Pauropsalta melanopygia

Scientific classification
- Kingdom: Animalia
- Phylum: Arthropoda
- Clade: Pancrustacea
- Class: Insecta
- Order: Hemiptera
- Suborder: Auchenorrhyncha
- Family: Cicadidae
- Genus: Pauropsalta
- Species: P. melanopygia
- Binomial name: Pauropsalta melanopygia (Germar, 1834)
- Synonyms: Cicada melanopygia Germar, 1834;

= Pauropsalta melanopygia =

- Genus: Pauropsalta
- Species: melanopygia
- Authority: (Germar, 1834)
- Synonyms: Cicada melanopygia

Species of cicada

Pauropsalta melanopygia is a species of cicada, also known as the strident squawker, in the true cicada family, Cicadettinae subfamily and Cicadettini tribe.
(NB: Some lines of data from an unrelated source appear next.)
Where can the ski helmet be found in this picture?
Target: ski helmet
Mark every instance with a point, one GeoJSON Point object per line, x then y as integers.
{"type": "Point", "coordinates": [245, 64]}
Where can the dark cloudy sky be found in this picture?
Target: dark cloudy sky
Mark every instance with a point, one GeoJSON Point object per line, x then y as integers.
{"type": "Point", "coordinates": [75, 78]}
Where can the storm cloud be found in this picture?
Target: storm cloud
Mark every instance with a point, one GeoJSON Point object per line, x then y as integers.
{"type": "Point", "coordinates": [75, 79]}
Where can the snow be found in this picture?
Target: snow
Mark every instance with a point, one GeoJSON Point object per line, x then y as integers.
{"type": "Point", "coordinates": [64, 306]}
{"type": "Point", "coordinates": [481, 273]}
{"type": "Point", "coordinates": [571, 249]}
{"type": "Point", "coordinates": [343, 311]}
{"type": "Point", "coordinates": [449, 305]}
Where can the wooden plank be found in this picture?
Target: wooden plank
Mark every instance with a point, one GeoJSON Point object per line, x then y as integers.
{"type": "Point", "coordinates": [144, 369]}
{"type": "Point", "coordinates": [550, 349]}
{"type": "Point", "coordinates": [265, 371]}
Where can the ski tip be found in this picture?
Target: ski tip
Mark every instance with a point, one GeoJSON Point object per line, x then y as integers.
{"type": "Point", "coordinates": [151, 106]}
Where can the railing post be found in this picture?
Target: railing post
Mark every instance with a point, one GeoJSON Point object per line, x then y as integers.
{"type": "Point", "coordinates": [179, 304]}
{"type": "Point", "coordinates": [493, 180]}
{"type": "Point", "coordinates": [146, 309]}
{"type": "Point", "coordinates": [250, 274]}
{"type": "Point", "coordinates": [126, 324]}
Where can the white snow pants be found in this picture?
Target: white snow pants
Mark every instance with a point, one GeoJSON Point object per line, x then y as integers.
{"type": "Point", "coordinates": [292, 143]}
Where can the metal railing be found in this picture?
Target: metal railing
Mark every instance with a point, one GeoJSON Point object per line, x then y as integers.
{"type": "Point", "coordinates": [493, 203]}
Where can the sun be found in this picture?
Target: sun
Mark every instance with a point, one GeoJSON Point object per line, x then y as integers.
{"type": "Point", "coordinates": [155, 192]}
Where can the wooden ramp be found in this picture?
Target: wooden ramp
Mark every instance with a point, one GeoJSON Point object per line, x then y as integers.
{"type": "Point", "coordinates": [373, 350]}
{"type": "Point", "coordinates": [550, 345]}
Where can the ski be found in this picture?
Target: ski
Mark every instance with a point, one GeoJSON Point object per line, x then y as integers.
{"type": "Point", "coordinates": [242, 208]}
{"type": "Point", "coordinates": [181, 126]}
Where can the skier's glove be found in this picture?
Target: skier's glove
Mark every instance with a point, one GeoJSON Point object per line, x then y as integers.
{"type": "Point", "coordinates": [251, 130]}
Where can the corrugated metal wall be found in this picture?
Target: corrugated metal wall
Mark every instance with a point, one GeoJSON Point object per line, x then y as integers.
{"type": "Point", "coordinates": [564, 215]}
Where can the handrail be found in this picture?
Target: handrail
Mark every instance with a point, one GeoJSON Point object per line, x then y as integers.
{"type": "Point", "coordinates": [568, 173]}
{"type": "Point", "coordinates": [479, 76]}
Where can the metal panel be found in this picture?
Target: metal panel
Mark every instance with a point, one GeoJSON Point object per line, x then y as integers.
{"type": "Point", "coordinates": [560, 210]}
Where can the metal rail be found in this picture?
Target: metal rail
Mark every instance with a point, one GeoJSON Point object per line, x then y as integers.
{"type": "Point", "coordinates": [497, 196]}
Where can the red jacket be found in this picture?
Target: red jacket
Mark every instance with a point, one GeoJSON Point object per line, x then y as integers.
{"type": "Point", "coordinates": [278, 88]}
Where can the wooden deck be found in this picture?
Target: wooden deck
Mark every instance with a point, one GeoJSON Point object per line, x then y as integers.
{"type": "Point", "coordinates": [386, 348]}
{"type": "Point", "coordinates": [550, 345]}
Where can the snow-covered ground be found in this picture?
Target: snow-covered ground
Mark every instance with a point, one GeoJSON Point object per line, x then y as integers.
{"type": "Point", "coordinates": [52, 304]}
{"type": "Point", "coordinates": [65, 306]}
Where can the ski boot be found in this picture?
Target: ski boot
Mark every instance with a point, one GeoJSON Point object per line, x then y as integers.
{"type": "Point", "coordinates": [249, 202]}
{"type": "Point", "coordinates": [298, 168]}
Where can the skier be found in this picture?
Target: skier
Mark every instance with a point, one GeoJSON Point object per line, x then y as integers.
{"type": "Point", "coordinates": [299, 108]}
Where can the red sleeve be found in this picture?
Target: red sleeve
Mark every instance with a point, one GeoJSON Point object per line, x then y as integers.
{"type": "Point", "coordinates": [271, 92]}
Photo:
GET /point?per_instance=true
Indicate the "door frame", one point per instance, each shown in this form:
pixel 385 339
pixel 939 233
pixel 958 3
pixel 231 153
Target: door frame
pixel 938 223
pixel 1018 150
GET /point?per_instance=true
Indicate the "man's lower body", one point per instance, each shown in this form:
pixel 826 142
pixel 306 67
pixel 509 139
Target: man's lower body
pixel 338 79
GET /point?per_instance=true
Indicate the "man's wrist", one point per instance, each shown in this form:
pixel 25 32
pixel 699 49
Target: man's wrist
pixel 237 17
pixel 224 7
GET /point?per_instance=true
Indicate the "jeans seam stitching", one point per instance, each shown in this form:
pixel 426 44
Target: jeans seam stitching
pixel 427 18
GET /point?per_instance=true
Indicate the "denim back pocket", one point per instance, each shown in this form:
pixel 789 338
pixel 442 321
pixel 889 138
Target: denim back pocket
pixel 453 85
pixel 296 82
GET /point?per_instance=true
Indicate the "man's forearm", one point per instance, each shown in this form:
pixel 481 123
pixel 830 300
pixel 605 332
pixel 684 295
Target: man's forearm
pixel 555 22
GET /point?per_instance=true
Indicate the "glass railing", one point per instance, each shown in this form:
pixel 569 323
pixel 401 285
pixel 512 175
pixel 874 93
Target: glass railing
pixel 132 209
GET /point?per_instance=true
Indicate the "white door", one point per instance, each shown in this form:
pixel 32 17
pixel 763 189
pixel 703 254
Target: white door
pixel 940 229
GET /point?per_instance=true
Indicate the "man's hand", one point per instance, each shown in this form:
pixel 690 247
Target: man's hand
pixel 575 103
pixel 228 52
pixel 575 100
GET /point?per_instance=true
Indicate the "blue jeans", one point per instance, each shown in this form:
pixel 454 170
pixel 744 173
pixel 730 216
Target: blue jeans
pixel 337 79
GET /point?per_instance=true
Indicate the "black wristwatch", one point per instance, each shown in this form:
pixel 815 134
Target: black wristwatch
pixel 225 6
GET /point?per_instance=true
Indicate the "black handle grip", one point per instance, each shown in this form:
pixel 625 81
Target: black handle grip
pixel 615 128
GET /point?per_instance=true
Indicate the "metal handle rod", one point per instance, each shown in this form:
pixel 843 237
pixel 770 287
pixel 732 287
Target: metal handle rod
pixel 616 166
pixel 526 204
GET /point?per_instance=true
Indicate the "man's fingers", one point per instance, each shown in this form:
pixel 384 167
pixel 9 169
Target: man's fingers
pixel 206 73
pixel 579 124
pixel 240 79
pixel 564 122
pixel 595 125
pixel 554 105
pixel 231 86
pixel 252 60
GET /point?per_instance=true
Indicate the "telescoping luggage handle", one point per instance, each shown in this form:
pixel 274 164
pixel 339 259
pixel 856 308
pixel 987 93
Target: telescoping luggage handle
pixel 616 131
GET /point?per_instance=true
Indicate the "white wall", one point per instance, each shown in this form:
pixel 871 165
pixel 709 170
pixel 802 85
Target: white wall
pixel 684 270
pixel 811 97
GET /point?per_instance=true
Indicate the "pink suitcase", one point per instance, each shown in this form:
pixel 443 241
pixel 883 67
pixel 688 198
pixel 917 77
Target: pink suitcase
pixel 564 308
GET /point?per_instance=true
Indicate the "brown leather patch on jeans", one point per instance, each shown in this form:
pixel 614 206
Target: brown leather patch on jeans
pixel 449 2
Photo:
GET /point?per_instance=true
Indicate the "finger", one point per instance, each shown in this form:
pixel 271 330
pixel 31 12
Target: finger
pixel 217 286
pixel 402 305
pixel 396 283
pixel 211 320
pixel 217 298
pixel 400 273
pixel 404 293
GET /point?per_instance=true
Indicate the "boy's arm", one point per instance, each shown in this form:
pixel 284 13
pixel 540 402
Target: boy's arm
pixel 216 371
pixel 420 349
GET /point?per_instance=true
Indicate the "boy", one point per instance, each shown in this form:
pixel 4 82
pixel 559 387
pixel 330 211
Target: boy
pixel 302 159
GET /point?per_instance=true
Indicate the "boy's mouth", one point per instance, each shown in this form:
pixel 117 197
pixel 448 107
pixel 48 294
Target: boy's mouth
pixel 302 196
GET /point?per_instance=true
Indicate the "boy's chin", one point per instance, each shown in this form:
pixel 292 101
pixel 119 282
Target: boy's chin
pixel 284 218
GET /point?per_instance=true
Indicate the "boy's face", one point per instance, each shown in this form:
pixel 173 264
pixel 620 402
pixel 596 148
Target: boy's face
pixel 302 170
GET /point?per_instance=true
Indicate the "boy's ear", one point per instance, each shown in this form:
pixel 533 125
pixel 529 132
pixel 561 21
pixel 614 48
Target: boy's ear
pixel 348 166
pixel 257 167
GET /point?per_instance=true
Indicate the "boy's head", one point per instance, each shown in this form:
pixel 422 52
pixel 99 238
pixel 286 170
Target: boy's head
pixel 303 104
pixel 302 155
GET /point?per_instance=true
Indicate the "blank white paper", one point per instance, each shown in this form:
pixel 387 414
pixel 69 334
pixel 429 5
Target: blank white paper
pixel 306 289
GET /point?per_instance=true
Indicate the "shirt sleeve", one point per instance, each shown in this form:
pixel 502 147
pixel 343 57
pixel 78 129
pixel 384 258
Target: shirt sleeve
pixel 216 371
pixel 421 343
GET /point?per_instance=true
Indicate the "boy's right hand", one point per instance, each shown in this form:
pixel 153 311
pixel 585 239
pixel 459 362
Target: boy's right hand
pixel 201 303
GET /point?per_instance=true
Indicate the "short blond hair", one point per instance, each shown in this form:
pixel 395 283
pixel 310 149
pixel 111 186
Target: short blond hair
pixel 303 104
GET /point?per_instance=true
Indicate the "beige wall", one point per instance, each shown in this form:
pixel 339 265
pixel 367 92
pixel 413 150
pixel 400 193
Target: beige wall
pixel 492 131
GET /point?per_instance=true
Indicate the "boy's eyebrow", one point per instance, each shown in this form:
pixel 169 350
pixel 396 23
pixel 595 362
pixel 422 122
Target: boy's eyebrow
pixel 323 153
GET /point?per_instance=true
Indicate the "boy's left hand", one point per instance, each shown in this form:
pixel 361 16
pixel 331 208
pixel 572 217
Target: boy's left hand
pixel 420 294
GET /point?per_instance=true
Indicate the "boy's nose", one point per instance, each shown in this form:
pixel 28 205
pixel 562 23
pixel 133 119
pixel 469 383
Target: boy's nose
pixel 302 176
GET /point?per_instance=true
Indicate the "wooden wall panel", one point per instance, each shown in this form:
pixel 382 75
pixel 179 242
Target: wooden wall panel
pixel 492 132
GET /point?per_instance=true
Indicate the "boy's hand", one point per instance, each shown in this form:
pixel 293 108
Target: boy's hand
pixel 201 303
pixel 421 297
It is endemic to Australia. It was described in 1834 by German entomologist Ernst Friedrich Germar.

==Description==
The length of the forewing is 18–24 mm.

==Distribution and habitat==
The species occurs in the Top End of the Northern Territory and the eastern Kimberley region of Western Australia. The lectotype specimen was collected on Melville Island. The associated habitat is tropical open eucalypt woodland.

==Behaviour==
Adult males may be heard from November to February, clinging to the trunks of eucalypts, emitting slow, rattling and buzzing calls.